The first universal exhibition made its appearance in 1851 in London. An exhibition is said to be universal if it touches all branches of human activity, moreover if all nations can participate in it, this exhibition becomes international. Despite their universality, the exhibitions have continued their momentum of technological progress and each time bring many new features (telephone, television, conveyor belt .....).
Despite these appearances of popular festivals, the exhibitions have 3 issues: Cultural, political and commercial.
Cultural in the educational sense because the people visiting the exhibitions could discover new technologies and be interested in art, and given the universality of the exhibitions, quite simply discover other cultures and other techniques by visiting the stands or flags of foreign nations.

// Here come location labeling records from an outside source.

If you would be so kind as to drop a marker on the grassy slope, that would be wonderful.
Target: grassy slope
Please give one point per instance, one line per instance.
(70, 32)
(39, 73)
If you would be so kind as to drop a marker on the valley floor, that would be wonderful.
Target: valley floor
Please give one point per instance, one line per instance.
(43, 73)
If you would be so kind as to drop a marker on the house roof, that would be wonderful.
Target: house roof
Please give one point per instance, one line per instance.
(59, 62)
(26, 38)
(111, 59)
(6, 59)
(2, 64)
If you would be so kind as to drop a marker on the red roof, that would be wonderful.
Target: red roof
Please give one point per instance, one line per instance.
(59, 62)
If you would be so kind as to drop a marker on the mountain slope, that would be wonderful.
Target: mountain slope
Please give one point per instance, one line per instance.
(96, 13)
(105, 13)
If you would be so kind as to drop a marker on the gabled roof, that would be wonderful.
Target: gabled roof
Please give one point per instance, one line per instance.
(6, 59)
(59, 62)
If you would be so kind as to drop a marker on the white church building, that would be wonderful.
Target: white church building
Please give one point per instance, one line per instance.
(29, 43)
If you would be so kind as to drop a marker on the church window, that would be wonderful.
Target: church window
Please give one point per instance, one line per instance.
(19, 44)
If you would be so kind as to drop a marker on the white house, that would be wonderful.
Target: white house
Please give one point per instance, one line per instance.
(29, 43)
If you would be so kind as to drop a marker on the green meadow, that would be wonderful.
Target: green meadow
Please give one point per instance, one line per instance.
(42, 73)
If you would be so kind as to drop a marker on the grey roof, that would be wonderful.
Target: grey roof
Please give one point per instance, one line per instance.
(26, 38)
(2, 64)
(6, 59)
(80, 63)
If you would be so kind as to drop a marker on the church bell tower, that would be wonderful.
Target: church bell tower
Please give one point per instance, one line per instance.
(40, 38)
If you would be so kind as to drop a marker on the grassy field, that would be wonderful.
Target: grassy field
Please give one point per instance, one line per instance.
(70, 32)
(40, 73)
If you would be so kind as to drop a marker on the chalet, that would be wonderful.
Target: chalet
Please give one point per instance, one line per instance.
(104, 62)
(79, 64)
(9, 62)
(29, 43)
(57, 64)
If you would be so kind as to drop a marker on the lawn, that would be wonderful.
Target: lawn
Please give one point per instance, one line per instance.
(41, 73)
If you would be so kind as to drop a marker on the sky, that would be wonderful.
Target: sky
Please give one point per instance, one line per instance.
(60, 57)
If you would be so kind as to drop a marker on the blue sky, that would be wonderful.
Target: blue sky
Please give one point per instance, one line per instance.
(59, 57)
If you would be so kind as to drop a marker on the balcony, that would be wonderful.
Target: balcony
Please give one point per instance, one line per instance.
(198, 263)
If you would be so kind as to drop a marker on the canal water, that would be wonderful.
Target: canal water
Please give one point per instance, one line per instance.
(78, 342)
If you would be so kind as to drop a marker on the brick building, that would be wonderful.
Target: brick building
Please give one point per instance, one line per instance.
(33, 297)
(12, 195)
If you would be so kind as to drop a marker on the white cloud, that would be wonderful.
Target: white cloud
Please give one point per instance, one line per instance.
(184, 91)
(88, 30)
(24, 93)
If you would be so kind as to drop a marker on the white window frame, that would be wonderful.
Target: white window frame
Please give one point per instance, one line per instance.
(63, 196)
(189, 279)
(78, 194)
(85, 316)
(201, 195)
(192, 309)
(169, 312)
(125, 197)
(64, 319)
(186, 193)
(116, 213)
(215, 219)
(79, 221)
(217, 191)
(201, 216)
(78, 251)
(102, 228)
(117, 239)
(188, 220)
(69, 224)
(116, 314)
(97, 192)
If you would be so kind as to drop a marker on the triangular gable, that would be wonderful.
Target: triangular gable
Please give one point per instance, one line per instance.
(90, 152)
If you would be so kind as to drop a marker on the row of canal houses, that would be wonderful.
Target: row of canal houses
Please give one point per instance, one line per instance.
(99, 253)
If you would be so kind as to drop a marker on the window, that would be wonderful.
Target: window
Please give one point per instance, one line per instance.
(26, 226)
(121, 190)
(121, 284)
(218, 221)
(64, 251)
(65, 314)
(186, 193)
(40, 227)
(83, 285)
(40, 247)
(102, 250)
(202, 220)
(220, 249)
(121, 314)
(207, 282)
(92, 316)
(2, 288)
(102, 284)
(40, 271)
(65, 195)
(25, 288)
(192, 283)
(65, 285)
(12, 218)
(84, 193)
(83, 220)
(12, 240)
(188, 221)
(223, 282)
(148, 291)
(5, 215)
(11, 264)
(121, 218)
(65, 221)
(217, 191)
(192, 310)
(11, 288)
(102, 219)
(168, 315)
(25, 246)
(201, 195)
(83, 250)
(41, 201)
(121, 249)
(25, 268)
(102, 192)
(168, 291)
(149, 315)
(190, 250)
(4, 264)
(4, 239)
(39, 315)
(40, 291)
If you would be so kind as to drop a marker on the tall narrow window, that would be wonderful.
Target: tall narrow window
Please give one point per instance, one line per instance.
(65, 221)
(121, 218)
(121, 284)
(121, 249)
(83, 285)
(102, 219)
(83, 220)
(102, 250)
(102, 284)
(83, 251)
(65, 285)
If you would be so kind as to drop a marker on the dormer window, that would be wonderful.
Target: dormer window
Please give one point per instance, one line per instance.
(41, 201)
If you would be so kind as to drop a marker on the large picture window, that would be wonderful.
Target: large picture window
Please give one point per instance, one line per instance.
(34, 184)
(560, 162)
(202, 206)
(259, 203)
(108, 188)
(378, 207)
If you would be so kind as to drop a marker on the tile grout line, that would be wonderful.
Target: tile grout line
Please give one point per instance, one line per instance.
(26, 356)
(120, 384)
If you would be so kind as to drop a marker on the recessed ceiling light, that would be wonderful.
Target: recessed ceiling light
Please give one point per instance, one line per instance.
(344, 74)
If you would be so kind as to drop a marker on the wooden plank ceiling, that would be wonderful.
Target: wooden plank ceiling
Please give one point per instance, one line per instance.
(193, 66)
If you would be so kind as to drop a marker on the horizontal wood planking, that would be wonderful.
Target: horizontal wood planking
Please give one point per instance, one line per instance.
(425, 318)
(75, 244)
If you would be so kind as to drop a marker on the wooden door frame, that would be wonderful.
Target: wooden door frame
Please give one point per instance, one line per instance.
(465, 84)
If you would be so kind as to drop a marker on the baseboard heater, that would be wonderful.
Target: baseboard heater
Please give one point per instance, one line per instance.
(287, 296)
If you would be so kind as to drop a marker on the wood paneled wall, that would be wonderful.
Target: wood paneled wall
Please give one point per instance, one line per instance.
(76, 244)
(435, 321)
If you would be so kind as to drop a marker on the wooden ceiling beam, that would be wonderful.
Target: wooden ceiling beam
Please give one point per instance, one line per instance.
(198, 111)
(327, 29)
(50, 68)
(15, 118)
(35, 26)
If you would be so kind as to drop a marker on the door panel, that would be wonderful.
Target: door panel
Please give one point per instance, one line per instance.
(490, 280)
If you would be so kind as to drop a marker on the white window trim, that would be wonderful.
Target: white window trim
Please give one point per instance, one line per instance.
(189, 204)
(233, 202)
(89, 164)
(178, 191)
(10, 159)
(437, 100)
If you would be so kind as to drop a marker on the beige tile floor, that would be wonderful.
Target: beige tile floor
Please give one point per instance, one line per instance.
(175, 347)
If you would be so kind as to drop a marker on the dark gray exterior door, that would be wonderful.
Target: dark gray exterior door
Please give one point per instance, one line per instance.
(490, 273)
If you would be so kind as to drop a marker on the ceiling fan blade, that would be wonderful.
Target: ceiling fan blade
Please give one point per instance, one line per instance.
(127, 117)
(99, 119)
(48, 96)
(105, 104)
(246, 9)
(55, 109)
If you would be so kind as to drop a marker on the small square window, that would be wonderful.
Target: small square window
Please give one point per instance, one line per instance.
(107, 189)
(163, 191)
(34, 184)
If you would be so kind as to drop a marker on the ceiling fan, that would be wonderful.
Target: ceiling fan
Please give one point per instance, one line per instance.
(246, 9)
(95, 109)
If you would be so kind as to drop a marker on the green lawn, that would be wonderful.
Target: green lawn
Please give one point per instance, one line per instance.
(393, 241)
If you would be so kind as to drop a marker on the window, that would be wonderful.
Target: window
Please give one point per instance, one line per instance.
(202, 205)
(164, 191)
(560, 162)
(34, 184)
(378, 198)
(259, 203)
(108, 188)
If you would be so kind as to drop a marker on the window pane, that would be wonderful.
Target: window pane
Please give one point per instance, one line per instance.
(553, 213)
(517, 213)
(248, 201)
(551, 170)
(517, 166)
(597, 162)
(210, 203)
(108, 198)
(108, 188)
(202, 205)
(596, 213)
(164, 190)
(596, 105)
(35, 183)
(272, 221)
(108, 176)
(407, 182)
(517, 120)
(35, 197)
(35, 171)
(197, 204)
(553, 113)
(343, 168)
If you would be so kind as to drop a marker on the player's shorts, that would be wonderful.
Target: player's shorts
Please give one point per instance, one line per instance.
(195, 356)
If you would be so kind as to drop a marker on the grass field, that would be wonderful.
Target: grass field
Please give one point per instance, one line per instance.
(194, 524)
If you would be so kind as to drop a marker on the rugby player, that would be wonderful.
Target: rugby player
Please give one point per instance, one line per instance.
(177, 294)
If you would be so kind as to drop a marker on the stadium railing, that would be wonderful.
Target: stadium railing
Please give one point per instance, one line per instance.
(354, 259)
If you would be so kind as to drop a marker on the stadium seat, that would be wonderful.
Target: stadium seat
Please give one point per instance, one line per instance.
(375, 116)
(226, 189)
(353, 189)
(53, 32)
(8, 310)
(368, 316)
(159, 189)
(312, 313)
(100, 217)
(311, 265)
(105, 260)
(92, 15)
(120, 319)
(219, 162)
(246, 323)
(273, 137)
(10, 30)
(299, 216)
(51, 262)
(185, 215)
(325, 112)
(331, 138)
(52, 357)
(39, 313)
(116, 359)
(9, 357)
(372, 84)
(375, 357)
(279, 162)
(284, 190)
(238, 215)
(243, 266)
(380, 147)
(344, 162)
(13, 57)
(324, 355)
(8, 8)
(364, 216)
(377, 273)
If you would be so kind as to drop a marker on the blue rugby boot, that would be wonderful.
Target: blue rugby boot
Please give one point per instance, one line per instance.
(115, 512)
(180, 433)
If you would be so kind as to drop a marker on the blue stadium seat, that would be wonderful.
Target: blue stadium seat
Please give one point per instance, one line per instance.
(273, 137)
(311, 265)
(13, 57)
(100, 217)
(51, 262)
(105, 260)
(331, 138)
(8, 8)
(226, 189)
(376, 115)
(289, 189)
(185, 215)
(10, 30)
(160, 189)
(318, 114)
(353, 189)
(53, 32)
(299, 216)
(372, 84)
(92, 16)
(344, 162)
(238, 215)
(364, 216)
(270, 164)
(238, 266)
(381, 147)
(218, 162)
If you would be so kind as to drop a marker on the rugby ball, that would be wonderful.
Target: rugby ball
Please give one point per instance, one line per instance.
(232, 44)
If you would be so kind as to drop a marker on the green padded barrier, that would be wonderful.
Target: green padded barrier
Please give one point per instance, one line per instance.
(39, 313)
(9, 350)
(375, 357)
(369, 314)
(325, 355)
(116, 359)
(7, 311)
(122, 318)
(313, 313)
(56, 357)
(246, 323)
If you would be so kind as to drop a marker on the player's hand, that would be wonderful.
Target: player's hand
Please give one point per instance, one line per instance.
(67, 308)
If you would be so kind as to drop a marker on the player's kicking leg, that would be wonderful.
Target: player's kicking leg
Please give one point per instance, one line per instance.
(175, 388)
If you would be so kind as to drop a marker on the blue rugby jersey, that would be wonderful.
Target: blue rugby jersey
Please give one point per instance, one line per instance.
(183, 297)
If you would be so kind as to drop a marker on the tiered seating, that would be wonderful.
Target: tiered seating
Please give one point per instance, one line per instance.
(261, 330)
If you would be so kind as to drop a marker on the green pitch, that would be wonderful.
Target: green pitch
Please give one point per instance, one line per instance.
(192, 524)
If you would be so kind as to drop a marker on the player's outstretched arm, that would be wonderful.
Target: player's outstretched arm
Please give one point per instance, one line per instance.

The economic stakes were not negligible, despite the non-commercial aspect of the exhibitions. Indeed, the presentations of industrialists and scientists could lead to trade agreements.
And to finish the policy, the organizing nation thus becomes the center of the nations and at the same time transmits ideas and messages which will be "heard" by millions of individuals. Thus the exhibitions convey a message of peace.
In 1900, the exhibitions took a different turn. The confidence that everyone had in the industry and the progress is starting to run out. And as a result, public opinion is questioning the usefulness of such exhibitions. So future exhibitions will abandon progress and technique for more superlatives: bigger, more expensive, more commercial ....
There was no law governing exhibitions, only the organizing country established its own regulations. Thus on October 26, 1912 in Berlin was signed a regulation on international exhibitions, but the First World War interrupts the ratification.
So it was not really until November 22, 1928 in Paris, that the final convention was drawn up and signed by 39 countries and it was also at this time that the Bureau International des Expositions (BIE) was truly created.
But the two wars have altered somewhat the optimism which prevailed until now in favor of humanism. Subsequently, exhibitions previously dedicated to industry and new technologies will turn to humanitarian themes.